First of all, there’s really no way measurements taken last year that appeared to show neutrinos going faster than light were right. Special relativity would be wrong in that case, and with it, like the entirety of how we view the universe would be incorrect and all of the god knows how many observations and experiments proving special relativity and everything that follows from it would be boned too. But while we don’t immediately toss out a century’s worth of good science for an anomalous measurement, we don’t ignore it either. This is why science is awesome and why it’s better than anything else ever in understanding the universe: it questions itself, is constantly doubting itself. A paper published in a good journal is first brutalized by other scientists in the peer-review process, results are replicated (or not), holes are probed. Science does this constantly; results are disproved constantly. Only after a process of correction and validation rigorous enough to make the brightest theologian insane, does something become “true.” Even then, other scientists will spend their careers trying to prove its untruth, even for something like special relativity (or gravity!).

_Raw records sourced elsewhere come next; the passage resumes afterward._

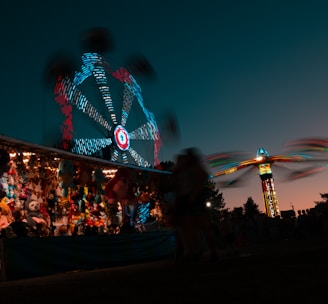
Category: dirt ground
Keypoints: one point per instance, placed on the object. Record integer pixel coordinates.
(281, 272)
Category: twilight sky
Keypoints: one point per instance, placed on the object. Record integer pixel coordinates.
(238, 75)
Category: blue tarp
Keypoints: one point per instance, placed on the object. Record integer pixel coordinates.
(35, 256)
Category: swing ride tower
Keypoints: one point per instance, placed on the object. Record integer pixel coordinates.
(267, 183)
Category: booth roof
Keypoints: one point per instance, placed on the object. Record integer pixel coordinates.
(11, 144)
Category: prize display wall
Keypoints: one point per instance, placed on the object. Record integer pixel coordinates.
(81, 232)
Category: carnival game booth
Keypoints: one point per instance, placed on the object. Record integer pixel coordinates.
(61, 203)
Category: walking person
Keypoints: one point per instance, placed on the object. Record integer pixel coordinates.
(192, 216)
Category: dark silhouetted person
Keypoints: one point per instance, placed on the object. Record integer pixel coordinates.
(192, 216)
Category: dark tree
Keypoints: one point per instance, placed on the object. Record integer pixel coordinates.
(250, 208)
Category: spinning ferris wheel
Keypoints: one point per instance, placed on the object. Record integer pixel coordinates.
(105, 115)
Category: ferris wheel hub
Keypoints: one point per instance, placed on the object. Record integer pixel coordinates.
(121, 137)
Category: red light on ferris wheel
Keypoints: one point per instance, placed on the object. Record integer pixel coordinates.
(122, 138)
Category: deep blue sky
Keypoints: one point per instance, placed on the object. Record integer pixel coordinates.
(238, 75)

In any case, looks like the neutrino result was the result of a faulty fiber optic connection. But you know what? Science is still gonna test it! Other labs are still going to try and replicate the initial relativity-violating result to ensure that it’s wrong. Testing its wrongness! I love science—and math—because I love answers, not just Big Answers like Are there other universes? but true answers, even true answers that most people don’t even care about. A true answer about anything is better than any other thing.